# Form 1040: tax owing?



## byline (Dec 5, 2011)

I am currently filling out Form 1040. In the past, my total income has been below the Standard Deduction, so the amount owing was always zero, and easily calculated that way.

However, this year that changed. My total income is slightly above the Standard Deduction, by $935. According to the Tax Table (Married filing separately), that means I owe $94. But that shouldn't be the case, since I am paying income taxes in Canada.

I haven't filled out Schedule 1 yet. But I'm guessing that, because my total income will be reported on Line 9 as a negative amount (courtesy of Form 2555), when I enter that on Line 7a of Form 1040 and subtract that negative amount from my total income, the amount will be zero, entered on Line 7b. Correct?


----------



## Bevdeforges (Nov 16, 2007)

It depends on your sources of income, but if your FEIE amount (from form 2555) is greater than your earned income then you will owe no taxes. Just follow the instructions for the lines you mentioned.


----------



## byline (Dec 5, 2011)

Bevdeforges said:


> It depends on your sources of income, but if your FEIE amount (from form 2555) is greater than your earned income then you will owe no taxes. Just follow the instructions for the lines you mentioned.


Thanks Bev, it is. The maximum foreign earned income exclusion is $105,900. My income (wages plus a small interest income, all of which I reported on Form 2555) is $13,135 USD.

So, on Line 8 of Schedule 1, I entered *(13135) Form 2555*. Then, in the column for Lines 8 and 9, I entered *-13135*.

Going back to Form 1040, I entered *-13135* on Line 7a, then entered *0* in Lines 7b, 8b and 11b. Correct?

I guess I should fill out all the forms before asking!


----------



## Moulard (Feb 3, 2017)

Not quite right. 

Income from interest cannot be excluded - you can only exclude earned income (fundamentally wages)

Wages on line 1.
Interest on Line 2
FEIE on line 7 (your wages as as a negative)

That will leave you with an AGI equal to the interest you recieved.

Which would be offset by the standard deduction on line 9

Leaving you with a taxable income of zero on line 11


----------



## Bevdeforges (Nov 16, 2007)

What Moulard said. With an added caveat that your interest income should NOT be included on your form 2555.


----------



## byline (Dec 5, 2011)

Moulard said:


> Not quite right.
> 
> Income from interest cannot be excluded - you can only exclude earned income (fundamentally wages)
> 
> ...


What is AGI? Annual Gross Income? (Abbreviations and I do not get along.)

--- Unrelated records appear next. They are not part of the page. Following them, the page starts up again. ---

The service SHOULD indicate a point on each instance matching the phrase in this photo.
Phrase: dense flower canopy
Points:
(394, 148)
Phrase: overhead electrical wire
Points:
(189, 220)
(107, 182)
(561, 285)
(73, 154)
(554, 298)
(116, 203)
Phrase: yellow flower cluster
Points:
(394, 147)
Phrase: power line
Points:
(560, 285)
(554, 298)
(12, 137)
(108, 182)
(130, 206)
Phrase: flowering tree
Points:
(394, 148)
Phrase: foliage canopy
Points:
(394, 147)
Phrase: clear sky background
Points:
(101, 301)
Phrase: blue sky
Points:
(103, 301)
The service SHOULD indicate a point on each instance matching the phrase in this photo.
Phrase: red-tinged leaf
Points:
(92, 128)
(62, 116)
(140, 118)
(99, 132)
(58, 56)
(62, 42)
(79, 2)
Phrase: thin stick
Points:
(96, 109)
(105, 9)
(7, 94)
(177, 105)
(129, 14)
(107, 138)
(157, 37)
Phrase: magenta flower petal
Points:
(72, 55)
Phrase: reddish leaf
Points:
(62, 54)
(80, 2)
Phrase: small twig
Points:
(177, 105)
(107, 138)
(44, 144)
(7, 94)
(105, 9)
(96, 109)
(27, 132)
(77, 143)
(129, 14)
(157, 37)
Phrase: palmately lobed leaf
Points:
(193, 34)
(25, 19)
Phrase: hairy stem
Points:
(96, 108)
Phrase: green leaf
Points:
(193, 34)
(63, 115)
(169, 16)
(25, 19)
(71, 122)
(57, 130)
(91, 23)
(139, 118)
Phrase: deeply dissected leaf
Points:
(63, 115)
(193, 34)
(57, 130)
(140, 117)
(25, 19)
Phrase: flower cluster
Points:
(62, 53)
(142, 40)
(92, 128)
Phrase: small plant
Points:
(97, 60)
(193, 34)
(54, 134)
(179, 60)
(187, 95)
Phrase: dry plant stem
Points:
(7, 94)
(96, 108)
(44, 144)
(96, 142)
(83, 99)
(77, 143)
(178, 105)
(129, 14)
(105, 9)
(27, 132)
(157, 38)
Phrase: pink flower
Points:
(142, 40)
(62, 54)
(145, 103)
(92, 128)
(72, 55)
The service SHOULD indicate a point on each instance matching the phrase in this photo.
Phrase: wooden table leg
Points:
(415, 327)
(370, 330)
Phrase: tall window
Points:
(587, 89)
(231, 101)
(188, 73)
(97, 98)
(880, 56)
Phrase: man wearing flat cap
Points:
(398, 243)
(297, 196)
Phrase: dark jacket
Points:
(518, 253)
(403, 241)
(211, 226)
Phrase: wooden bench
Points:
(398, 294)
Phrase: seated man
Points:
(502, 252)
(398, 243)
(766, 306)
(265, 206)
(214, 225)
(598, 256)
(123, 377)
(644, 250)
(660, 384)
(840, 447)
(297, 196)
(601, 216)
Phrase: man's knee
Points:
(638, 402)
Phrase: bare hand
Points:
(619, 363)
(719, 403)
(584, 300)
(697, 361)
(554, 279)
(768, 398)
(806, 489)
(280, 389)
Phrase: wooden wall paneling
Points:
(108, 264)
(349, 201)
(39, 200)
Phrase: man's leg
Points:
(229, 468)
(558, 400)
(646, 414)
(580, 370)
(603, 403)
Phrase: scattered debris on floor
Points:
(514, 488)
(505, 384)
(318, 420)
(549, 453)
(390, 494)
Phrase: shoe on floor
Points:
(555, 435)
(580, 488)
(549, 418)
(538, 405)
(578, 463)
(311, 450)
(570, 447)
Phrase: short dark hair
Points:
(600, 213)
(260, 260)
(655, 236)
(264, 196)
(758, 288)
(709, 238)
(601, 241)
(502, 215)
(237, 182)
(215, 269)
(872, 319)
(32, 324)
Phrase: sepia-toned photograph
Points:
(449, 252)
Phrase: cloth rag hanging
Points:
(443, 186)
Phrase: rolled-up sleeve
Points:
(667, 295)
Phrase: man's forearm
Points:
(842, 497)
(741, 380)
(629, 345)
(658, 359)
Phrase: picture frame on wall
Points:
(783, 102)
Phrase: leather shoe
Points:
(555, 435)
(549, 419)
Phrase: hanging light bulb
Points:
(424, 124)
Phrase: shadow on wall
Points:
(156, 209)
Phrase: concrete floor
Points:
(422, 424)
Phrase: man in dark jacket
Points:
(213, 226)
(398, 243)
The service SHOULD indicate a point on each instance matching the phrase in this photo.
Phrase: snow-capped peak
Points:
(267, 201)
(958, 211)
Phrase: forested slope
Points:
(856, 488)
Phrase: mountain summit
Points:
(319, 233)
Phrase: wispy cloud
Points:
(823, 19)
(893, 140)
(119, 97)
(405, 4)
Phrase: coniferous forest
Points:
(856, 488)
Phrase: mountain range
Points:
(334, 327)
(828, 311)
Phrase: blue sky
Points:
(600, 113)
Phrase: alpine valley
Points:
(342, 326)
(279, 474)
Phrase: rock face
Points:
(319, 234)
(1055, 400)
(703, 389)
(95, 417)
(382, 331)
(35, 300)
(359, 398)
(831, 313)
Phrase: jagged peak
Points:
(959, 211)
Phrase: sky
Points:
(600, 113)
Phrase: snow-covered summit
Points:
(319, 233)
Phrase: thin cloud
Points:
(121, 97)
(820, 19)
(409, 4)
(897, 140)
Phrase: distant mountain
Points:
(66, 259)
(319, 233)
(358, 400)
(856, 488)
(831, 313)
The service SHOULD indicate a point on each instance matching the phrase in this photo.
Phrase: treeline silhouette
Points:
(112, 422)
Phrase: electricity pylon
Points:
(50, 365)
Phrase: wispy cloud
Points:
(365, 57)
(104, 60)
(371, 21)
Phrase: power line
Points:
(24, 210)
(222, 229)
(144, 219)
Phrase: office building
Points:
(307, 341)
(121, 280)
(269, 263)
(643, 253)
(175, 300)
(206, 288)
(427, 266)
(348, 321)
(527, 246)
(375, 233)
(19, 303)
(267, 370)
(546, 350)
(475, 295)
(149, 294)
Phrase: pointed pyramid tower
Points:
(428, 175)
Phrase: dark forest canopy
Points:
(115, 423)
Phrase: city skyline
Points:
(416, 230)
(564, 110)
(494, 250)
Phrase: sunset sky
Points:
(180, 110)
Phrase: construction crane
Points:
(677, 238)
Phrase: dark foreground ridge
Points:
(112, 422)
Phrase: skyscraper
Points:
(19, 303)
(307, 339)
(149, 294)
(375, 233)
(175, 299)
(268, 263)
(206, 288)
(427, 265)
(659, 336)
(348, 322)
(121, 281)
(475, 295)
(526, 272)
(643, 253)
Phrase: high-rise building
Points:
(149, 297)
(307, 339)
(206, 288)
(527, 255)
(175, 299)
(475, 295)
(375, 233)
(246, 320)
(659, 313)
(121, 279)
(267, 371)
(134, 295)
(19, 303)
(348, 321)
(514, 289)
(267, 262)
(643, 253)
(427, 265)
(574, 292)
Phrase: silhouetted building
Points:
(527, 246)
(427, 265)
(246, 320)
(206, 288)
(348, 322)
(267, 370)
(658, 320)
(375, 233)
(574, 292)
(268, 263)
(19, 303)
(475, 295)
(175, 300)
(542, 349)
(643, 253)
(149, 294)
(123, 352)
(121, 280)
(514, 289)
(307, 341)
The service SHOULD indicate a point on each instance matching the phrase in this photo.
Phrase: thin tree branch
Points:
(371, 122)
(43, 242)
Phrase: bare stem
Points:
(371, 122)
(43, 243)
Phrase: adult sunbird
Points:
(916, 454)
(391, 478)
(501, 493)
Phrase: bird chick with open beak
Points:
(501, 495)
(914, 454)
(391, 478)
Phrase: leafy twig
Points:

Thanks to you and Bev for this! So that means I did this incorrectly last year (I included the interest on Form 2555). But I guess because it was such a small amount, and my total income was below the standard deduction, they didn't bother correcting me on it.


----------



## byline (Dec 5, 2011)

byline said:


> What is AGI? Annual Gross Income? (Abbreviations and I do not get along.)


Now I see; AGI = Adjusted Gross Income.


----------



## Bevdeforges (Nov 16, 2007)

byline said:


> What is AGI? Annual Gross Income? (Abbreviations and I do not get along.)
> 
> Thanks to you and Bev for this! So that means I did this incorrectly last year (I included the interest on Form 2555). But I guess because it was such a small amount, and my total income was below the standard deduction, they didn't bother correcting me on it.


Actually, right conclusion for the wrong reason. The net result of including your interest income on your 2555 form does not change your tax liability in the slightest. That's the real reason they don't bother to "correct" your error.


----------



## byline (Dec 5, 2011)

Bevdeforges said:


> Actually, right conclusion for the wrong reason. The net result of including your interest income on your 2555 form does not change your tax liability in the slightest. That's the real reason they don't bother to "correct" your error.


Fair enough. I think you are exactly right!


----------



## Moulard (Feb 3, 2017)

If you reported it as wages and excluded it as wages, they would have no means to know that there was an error in the first place.


----------



## byline (Dec 5, 2011)

Moulard said:


> If you reported it as wages and excluded it as wages, they would have no means to know that there was an error in the first place.


Actually, they would have, since I was a little too precise with my information. On Form 1040 I reported my wages on Line 1, and my interest on Line 2b, plus I reported the interest on Schedule B. And, to top it off, I reported the two amounts separately on Form 2555.

But, as Bev noted, even with the interest added in, my total income was below the standard deduction, so including it didn't affect my tax liability.

Anyway, thanks to you and Bev, I didn't repeat that mistake this year!


----------